| Bags of fly ash dumped along the national highway. Telegraph picture |
Shillong, March 15: The sluggishness of the Meghalaya government in taking action against dumping of fly ash bags along National Highways 40 and 44 can have serious repercussions on human health as the Meghalaya State Pollution Control Board has called for an intervention.
Had it not been because of an individual from Jaintia Hills, Sajeki Passah, who works for the protection of environment, the government would still be dead to the world on an issue of public health.
Since Monday, the environment activist had been staging a demonstration near the state secretariat to draw the attention of the government towards the menace.

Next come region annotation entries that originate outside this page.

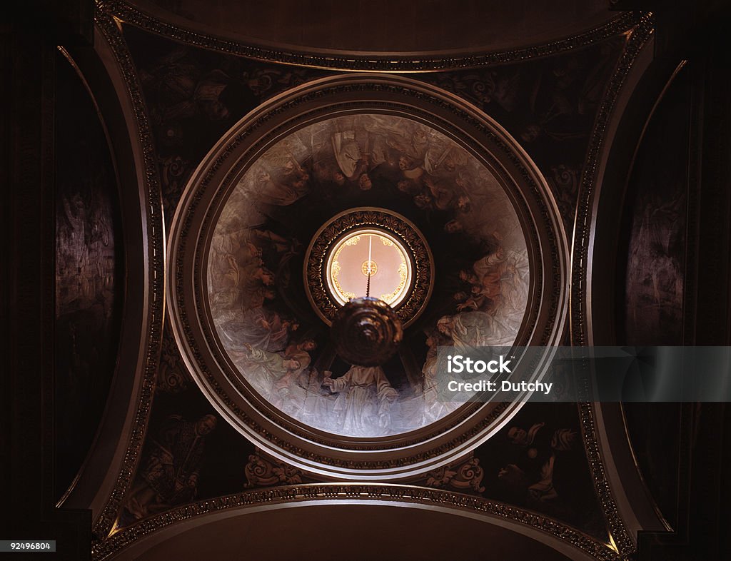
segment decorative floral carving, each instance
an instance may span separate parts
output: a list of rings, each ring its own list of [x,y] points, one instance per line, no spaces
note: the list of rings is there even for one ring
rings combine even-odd
[[[258,450],[249,457],[244,468],[247,483],[244,487],[268,487],[273,485],[295,485],[302,483],[302,472],[291,465],[270,459]]]
[[[482,493],[484,476],[477,458],[470,457],[461,463],[439,468],[427,473],[426,486],[437,489],[452,489],[455,491],[472,491]]]
[[[162,333],[162,353],[157,371],[156,391],[177,394],[188,389],[188,377],[173,335],[167,329]]]

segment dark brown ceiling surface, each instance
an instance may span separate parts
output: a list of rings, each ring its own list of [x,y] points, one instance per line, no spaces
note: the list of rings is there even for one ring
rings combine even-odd
[[[380,505],[309,505],[208,524],[201,520],[201,525],[147,551],[140,551],[143,543],[129,554],[139,561],[569,558],[511,530],[444,512],[409,508],[405,525],[404,510]]]
[[[295,50],[488,52],[542,45],[612,19],[607,0],[129,0],[181,27]]]

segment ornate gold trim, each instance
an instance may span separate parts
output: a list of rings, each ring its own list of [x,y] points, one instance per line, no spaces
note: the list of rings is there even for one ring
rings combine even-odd
[[[651,13],[641,15],[637,26],[629,34],[621,58],[617,64],[614,75],[610,80],[604,99],[599,107],[589,143],[586,165],[579,186],[575,221],[573,255],[571,270],[571,341],[576,346],[583,346],[586,341],[586,322],[584,313],[586,305],[586,280],[587,259],[590,243],[591,219],[590,214],[594,207],[594,187],[596,182],[599,153],[605,143],[605,137],[612,111],[617,101],[624,80],[635,60],[654,31],[654,20]],[[589,394],[589,379],[583,377],[578,381],[579,397],[584,400],[578,404],[581,430],[583,435],[586,457],[591,468],[594,488],[602,505],[610,533],[623,557],[635,551],[635,543],[624,521],[619,516],[616,503],[607,478],[601,447],[596,428],[594,406],[586,401]]]
[[[424,235],[408,219],[384,208],[363,207],[346,210],[334,216],[320,228],[312,238],[305,253],[304,283],[307,297],[323,321],[330,325],[341,305],[327,289],[327,262],[333,248],[349,232],[373,228],[393,236],[413,259],[412,286],[404,299],[395,308],[404,327],[414,323],[429,301],[434,281],[433,258]],[[331,259],[337,259],[337,253]],[[402,256],[402,259],[404,256]],[[406,266],[406,263],[404,263]],[[405,284],[408,275],[401,275]],[[344,291],[333,279],[341,294]],[[394,292],[398,294],[403,286]],[[387,295],[386,295],[387,297]],[[382,299],[385,301],[385,298]]]
[[[162,346],[162,324],[164,315],[165,230],[162,215],[162,197],[153,148],[152,133],[134,63],[124,42],[124,38],[114,20],[107,14],[97,11],[94,22],[111,47],[126,84],[126,94],[135,111],[138,134],[137,142],[143,152],[145,167],[142,186],[146,194],[144,204],[148,215],[147,239],[149,259],[148,290],[150,293],[148,311],[150,329],[147,333],[145,348],[142,387],[139,395],[136,397],[137,408],[133,427],[114,488],[104,509],[94,522],[92,530],[96,539],[103,539],[111,531],[117,518],[119,505],[132,483],[132,475],[135,473],[142,451],[152,397],[154,394],[160,349]]]
[[[405,477],[412,474],[409,470],[425,470],[455,448],[486,438],[496,416],[509,414],[515,404],[498,404],[479,418],[474,416],[480,404],[467,404],[422,430],[381,439],[347,438],[313,430],[257,400],[235,375],[218,341],[202,291],[208,270],[208,237],[230,189],[252,159],[288,131],[333,113],[363,111],[408,116],[428,123],[457,139],[495,174],[520,217],[529,251],[533,252],[532,304],[518,338],[527,337],[531,345],[558,344],[565,319],[567,285],[561,279],[565,279],[567,245],[545,180],[520,145],[484,113],[455,96],[404,77],[344,75],[314,80],[256,110],[232,129],[209,153],[183,195],[171,234],[174,276],[168,294],[176,340],[188,356],[199,386],[257,446],[280,459],[314,473],[323,470],[329,476],[353,478],[357,470],[357,477],[373,478],[366,470],[376,470],[379,477]],[[227,166],[229,159],[235,162],[231,167]],[[537,329],[539,318],[541,324]],[[215,373],[211,370],[214,363]],[[219,379],[222,373],[227,373]],[[473,417],[474,424],[465,425]],[[463,429],[455,434],[458,426]],[[407,449],[411,455],[405,456]],[[374,459],[363,454],[356,457],[348,451],[373,451]]]
[[[474,495],[410,485],[386,484],[308,484],[247,491],[186,505],[153,518],[141,520],[94,546],[92,559],[102,561],[130,543],[177,522],[211,512],[258,505],[282,505],[322,501],[337,503],[382,501],[442,507],[455,511],[479,513],[510,520],[570,544],[598,561],[621,561],[610,545],[589,537],[544,514],[510,506]]]
[[[130,5],[124,0],[96,0],[98,10],[121,22],[157,34],[175,41],[211,50],[227,53],[257,61],[327,70],[390,72],[438,72],[445,70],[472,69],[516,61],[550,56],[574,49],[587,47],[609,37],[629,31],[638,23],[635,12],[623,12],[610,21],[583,33],[544,45],[508,50],[464,55],[433,54],[372,54],[343,53],[327,55],[306,50],[279,50],[214,35],[198,33],[191,29],[165,23]]]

Passah, who subsequently received support from the Jaintia Students’ Union, All Jaintia Youth Welfare Organisation and the Civil Society Women’s Organisation, finally received an audience with chief secretary W.M.S. Pariat this evening where the government has reportedly assured that a concrete decision would be taken by next week.
According to Passah, the dumping of fly ash along Ri Bhoi, East Khasi Hills and Jaintia Hills became visible from June last year. From then onwards, there was no enforcement to stop truckers from dumping the material used for cement production.
According to the report of the Meghalaya State Pollution Control Board in November last year, dumping of fly ash bags started from Mawlyngad in East Khasi Hills and continued till 7th Mile (after Jowai) in Jaintia Hills.
From Mawlyngad till 7th Mile, there were 10 other areas — including Mawlyndep, Mawsawa, Mawryngkneng, Puriang, Mookyndur, Mookynriang, Khlieh Tyrshi, Myntdu Bridge, Jowai Bypass and Ialong — where truckers dump fly ash bags.
“The fly ash bags were observed to have been dumped at places outside the boundaries of human settlements, mostly at places where drivers park their trucks. All the sites were observed to be far away from any waterbody to have any impact on it,” the report added.
The report pointed out the main impact from the dumping of fly ash bags is on the ambient air.
“When the bags are crushed by vehicles, fly ash becomes airborne. When the airborne fly ash is inhaled, it can cause respiratory tract infections. Trace elements in fly ash are carcinogenic and harmful to human health,” it said.
Moreover, the board recommended that all cement plants operating in Jaintia Hills should immediately take necessary action to ensure that their transporters do not dump fly ash bags on the road side.
Following the report, Section 144 CrPC was promulgated in Jaintia Hills in December prohibiting the dumping of fly ash along the highway. The promulgation, however, proved to be a futile exercise as truckers continued to dump the material.
“Today, fly ash is still being dumped which could affect human health, paddy fields and also the Myntdu river,” Passah said after meeting Pariat.
He demanded that dumped fly ash be removed and a blanket ban imposed on dumping.